For this reason, when he attempted to venture a "solution" to the problem it was utterly nonsensical. He makes the same mistake that Michael Moore made in his film Capitalism: A Love Story. Specifically, he told the identical story about the more democratic and egalitarian internal organization of certain successful start-ups in silicon valley (I assume he's talking about things like Apple, Google and Facebook, but I don't really know) that rejected the typical hierarchical structures of corporate American businesses. Having held positions at firms such as IBM and Sysco, these start-ups consisting of computer-savvy friends had a distaste for the culture of corporate America and wished to offer an alternative way to do business, internally. So, according to this speaker, they did. Just like the bread company in Capitalism: A Love Story, the founders of these companies wanted a more equal, democratic and lively culture where everyone is involved in business decisions -- and therefore more equitably distributing the profits -- rather than the small number inhabiting the board of directors making all the decisions. In so doing, the story goes, these companies had explosive creativity and productivity and made tons of money. Therefore, these companies and their products are not triumphs of capitalism, as they are usually heralded, but really the triumph of quasi-Marxist business principles!
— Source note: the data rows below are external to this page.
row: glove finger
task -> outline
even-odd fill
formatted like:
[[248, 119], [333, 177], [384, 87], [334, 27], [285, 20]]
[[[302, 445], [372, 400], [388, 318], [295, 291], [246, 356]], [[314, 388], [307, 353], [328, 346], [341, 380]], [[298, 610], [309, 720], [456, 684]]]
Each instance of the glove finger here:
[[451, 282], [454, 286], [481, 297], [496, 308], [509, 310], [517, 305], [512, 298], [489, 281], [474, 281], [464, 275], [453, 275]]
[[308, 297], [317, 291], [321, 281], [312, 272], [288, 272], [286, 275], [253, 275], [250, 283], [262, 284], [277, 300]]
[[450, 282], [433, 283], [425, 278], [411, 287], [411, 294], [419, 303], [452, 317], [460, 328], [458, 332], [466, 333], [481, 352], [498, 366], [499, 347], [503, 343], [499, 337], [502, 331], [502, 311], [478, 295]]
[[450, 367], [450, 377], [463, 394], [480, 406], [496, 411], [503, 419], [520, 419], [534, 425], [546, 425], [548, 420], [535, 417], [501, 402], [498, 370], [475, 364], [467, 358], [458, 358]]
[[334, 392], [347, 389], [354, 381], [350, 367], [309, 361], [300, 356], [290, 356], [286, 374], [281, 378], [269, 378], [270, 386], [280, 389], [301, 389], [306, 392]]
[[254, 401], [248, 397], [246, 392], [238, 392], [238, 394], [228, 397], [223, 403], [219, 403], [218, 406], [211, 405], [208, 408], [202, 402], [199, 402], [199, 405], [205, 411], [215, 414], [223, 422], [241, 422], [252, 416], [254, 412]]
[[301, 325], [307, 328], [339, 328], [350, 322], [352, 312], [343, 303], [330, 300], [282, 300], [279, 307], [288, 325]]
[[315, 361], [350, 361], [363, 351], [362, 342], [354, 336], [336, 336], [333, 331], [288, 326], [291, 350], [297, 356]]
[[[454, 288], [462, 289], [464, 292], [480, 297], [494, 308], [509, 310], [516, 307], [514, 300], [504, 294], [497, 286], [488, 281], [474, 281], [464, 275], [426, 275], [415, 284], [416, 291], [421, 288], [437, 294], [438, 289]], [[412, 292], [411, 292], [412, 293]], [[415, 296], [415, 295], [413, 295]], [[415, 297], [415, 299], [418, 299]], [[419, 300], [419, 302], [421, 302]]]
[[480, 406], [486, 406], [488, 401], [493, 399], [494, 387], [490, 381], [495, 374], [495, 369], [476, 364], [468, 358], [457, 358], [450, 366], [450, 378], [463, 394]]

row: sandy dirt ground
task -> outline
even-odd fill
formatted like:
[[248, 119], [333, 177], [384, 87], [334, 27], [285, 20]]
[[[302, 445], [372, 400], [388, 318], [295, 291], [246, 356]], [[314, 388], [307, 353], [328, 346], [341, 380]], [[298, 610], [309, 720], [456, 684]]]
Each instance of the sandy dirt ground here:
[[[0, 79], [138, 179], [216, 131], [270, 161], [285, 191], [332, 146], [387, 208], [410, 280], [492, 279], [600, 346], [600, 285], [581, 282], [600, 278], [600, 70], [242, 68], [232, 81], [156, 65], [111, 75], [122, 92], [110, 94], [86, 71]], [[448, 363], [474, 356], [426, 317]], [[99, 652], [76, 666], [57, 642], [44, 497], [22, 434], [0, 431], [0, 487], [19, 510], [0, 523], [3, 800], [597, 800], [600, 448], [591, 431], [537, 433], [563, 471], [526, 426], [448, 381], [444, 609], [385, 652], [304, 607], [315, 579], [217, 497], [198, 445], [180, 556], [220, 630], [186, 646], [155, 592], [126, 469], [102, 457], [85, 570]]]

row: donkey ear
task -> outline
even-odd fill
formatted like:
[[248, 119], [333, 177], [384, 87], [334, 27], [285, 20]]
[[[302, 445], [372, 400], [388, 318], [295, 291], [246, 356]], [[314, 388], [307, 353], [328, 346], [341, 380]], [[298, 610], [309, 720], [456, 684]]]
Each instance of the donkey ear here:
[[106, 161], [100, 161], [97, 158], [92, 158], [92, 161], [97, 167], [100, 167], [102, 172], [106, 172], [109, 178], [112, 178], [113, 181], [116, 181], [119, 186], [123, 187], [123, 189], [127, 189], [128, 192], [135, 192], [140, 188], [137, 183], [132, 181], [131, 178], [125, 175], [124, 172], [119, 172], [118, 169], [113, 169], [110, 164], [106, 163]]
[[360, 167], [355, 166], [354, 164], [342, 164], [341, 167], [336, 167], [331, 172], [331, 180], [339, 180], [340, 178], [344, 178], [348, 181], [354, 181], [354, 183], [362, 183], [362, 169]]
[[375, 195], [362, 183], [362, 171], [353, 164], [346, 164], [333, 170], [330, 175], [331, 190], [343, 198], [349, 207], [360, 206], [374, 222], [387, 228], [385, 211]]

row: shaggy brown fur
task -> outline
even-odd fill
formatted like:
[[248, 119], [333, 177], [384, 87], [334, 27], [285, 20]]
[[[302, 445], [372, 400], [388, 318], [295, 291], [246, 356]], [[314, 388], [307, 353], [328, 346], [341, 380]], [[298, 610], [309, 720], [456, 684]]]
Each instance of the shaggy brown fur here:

Not being a techie, I don't really know how true this story is, though I doubt the reality closely matches how he presents it. Still, even if we grant the complete truth of this story, it omits one hugely significant fact: these firms are making their money by competing in a free market. Their different ways of organizing themselves internally competes against the way in which other capitalist firms organize themselves. The profits that they bring into their companies are being made within a capitalist system, and without the system, it wouldn't matter how you decided to internally organize. Whatever internal incentives their employees have that typical corporations don't, they would be irrelevant if all of society was organized according to Marxist principles because the wealth generated in the marketplace would not exist.
This is no solution to our current financial situation. If it's a superior way to organize a business, then it's a way for certain capitalist firms to get an upper hand on other capitalist firms who adapt less quickly and efficiently. Even if implementation of this business model across the board resulted in greater productivity for corporate America, and is therefore a good thing, the financial crisis wasn't caused because of a lack of productivity. There were fundamental instabilities in our markets that would manifest in a more efficient and productive America -- perhaps slightly less quickly -- all the same, if the institutions and policies that led to them remain unchanged. But there's a difference between organizing a business on certain principles, and organizing a society, economy or government on certain principles. What works for the former doesn't necessarily work for the latter. Among other reasons, because employment is a relationship one enters into voluntarily; citizenship is one that one is born into.